And that’s the way the album continues. I usually find ‘unapologetic’ a weird word to be applied to artists going against the mainstream – why should they ever be ‘apologetic’ in the first place? – but I think it’s quite well-placed for Fun^da^Mental, and Aki Nawaz in particular. They are not here to make polite requests; they’re not here to give you pleasant, comfortably unfamiliar Asian music to boost your progressive cred. They’re not going to sit around and allow you to put them in the world music box, or the Asian underground box, or any box at all. They’re difficult, and fuck you for thinking your opinion matters.

The uncompromising lyrics talk about what it was like to live life while being young, Asian, British and Muslim in the early 1990s without pulling any of the punches, and they still – sadly, angrily – hold too much weight even 25 years later.

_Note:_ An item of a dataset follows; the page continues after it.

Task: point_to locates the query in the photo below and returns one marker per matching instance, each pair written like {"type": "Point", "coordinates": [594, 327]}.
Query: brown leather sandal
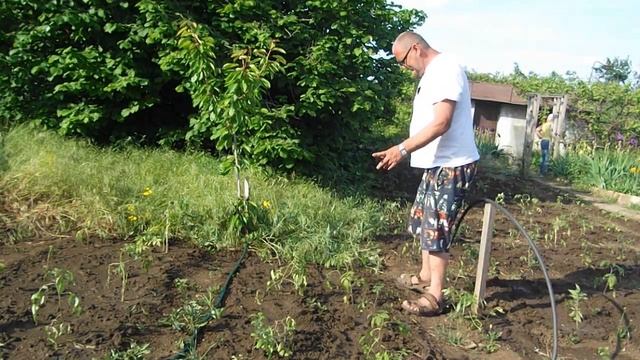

They’re all held together by a supreme musical tapestry that similarly reflects the soundscape of Britain for young British-Asians: it’s very much in the old school hip-hop mould, but the instrumentals are full of quotes and inspirations from Bollywood, bhangra, South Asian classical music and other folk music, as well as jungle, dub, electronica and lots of punk in both sound and attitude. There’s also a liberal dousing of spoken samples, from the inspirational (Malcolm X) to the rage-inducing (predictably-Tory MP Alan Clark). The group’s place in the fledgling world dubtronica scene is felt with the inclusion of Transglobal Underground’s Tim Whelan, Neil Sparkes and Nick Page.

It’s always maddening when art made through injustice retains its meaning with very little change over such a long period of time. The great thing about music, though, is that it helps – awareness is heightened, people get angry and the groundswell continues. Seize the Time is just as important to listen to now as it was in 1994 – revisit it if you’ve not for a while, and listen and learn if you’ve never experienced. Get furious. We need that now.